He pointed to the seamless transition at Ohio State from Urban Meyer to Ryan Day as how things can be changed while keeping or instituting success.

To him, the first thing he would want to see with the Lions is a coach who can be transparent and in alignment with the players.

“[It's good] whenever you can get a coach, coaches that are kind of with the players,” Okudah said. “Not saying that in the past they haven’t been with the players, but when you have a coach like that, where the players kind of feel like this guy’s [going to] war with us every single time and that we’re in this together.

“I think that you have a team that’s willing to play for each other no matter the circumstances, no matter if you’re up 40 or down 40. They are going to play until the end. So I think just getting everyone on the same page, same goal, that would pay us great dividends going forward.”

Okudah said whoever the new staff is, the first thing he believes the players will try to do is align themselves together with the staff to try and build chemistry within the organization.

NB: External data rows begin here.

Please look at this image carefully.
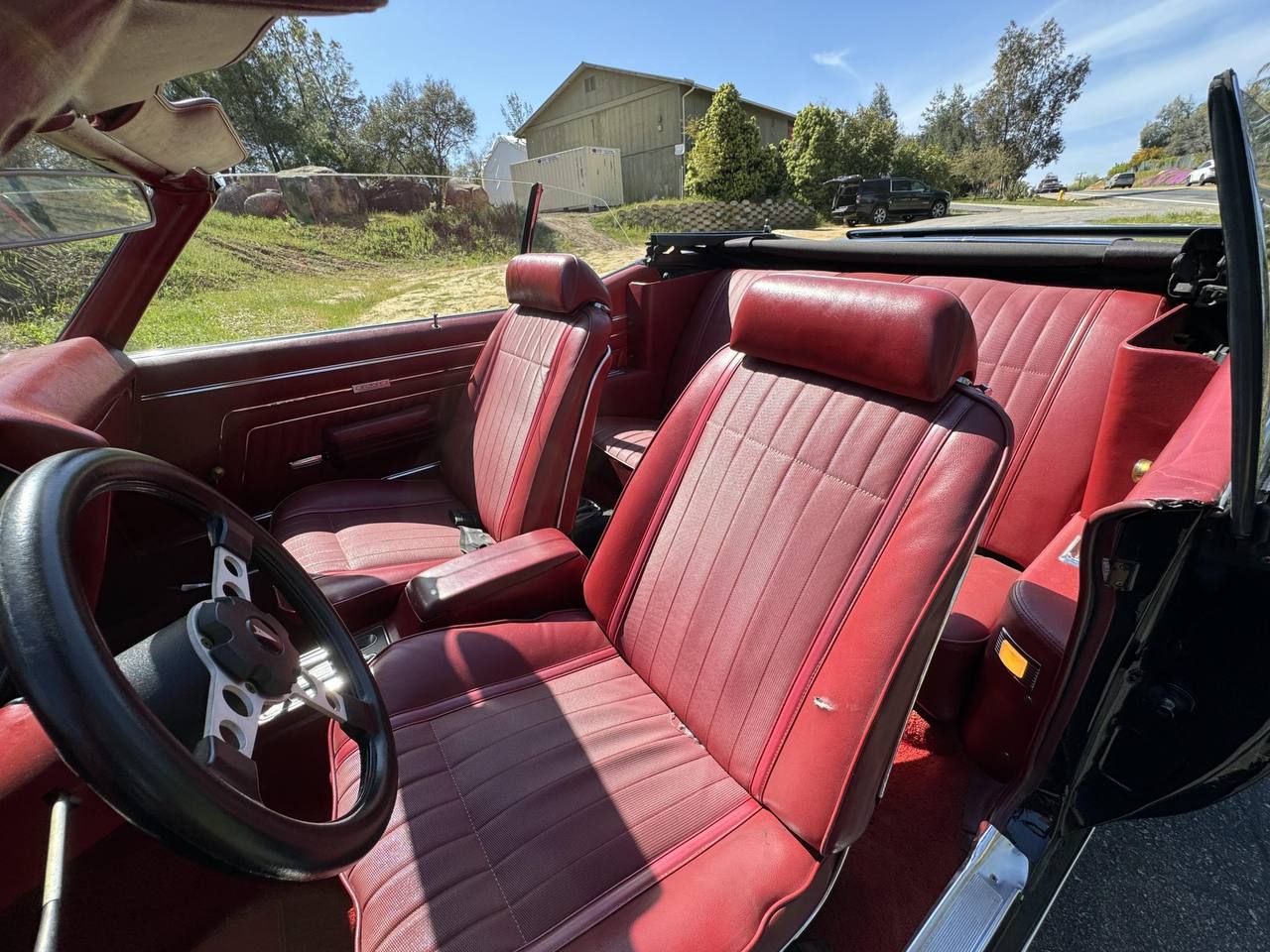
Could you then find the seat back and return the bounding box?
[585,274,1010,851]
[842,276,1167,565]
[662,268,767,416]
[441,254,611,539]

Other players seemed open to this, too. Defensive end Trey Flowers, another player whose long-term future appears to be in Detroit, said he would offer his opinions to Wood, owner Sheila Ford Hamp or advisor Chris Spielman if they asked him.

Flowers believes Detroit could contend in 2021 -- in part because any team can contend any year.

“It’s not a long process,” Flowers said. “We were close in a lot of games, even thinking back to last year, so it’s only a few plays here or there to where that isn’t our last game of the season ... We have to show this city, show this organization, us as players we have to show up. We can say we were this close or that close or we could’ve been, but I know at this point a lot of people in this whole city and in the whole state of Michigan is tired of just hearing people talk and people predicting and expecting and all throughout the offseason. Now we just have got to show.”